Novel Biomarkers Show Promise for Monitoring Anti-TNF Therapy in IBD
While faecal calprotectin, CRP, and drug/antibody levels remain the standard biomarkers for evaluating anti-TNF efficacy in inflammatory bowel disease, emerging candidates including mucosal cytokine transcripts, microRNAs, proteomics profiles, and gut microbiota signatures may offer superior predictive performance. Robust validation studies comparing current and novel biomarkers are urgently needed to advance personalised anti-TNF therapy selection in clinical practice.
The original study
Evaluation of anti-TNF therapeutic response in patients with inflammatory bowel disease: Current and novel biomarkers.
- Authors
- Cui G, Fan Q, Li Z, Goll R, Florholmen J
- Journal
- EBioMedicine
- Type
- Journal Article, Review
- PMID
- 33862588
Original abstract
Neutralizing tumour necrosis factor (TNF) antibodies have been widely used to treat inflammatory bowel disease (IBD) in the clinical practice. In this review, the principal biomarker analysis revealed that faecal calprotectin, C-reactive protein, serum or mucosal concentrations of anti-TNF monoclonal antibodies (mAbs) and antibodies to anti-TNF mAbs are commonly used as current biomarkers in the evaluation of anti-TNF therapeutic efficacy.
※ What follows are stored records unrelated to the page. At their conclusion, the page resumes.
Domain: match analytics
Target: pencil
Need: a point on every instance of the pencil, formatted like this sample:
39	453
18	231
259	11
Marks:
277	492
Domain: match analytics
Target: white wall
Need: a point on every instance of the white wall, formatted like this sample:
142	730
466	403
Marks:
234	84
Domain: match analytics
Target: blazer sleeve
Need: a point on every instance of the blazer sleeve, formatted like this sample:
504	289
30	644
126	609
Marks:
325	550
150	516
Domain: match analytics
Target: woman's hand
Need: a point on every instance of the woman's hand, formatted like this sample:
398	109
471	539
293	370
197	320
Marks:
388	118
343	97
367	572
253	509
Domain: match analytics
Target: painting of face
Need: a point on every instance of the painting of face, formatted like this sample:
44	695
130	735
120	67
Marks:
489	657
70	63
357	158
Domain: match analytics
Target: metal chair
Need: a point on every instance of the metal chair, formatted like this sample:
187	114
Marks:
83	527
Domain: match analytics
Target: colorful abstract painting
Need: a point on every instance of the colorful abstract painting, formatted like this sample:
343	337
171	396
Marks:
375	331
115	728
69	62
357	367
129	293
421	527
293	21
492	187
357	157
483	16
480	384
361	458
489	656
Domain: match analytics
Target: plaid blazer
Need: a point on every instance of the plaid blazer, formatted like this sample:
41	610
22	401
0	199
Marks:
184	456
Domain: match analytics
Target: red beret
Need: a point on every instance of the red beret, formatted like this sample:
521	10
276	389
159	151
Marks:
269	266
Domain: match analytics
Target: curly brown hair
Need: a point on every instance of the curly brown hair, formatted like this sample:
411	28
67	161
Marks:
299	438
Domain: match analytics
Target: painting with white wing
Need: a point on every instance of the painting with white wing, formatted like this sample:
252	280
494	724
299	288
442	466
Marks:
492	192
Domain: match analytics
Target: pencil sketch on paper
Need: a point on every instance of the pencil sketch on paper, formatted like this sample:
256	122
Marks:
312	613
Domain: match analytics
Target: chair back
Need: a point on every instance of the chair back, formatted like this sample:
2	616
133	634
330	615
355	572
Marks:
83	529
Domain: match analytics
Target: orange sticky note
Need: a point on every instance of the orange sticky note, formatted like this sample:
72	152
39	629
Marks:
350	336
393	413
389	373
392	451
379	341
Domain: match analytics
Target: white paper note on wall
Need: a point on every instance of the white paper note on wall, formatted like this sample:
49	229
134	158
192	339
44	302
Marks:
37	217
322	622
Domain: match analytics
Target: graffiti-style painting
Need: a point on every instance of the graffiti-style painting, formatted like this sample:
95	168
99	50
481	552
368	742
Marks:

However, mucosal cytokine transcripts. microRNAs, proteomics and faecal and mucosal gut microbiota profile and mucosal histological features are reported to be novel candidates of biomarkers with high clinical utility in the evaluation of anti-TNF therapeutic efficacy in patients with IBD. Therefore, a robust validation of novel promising biomarkers and comparison studies between current used and novel biomarkers are urgently required to improve their value in the evaluation of therapeutic efficacy and optimization of personalized medicine and identification of IBD candidates for anti-TNF therapy in future clinical practice.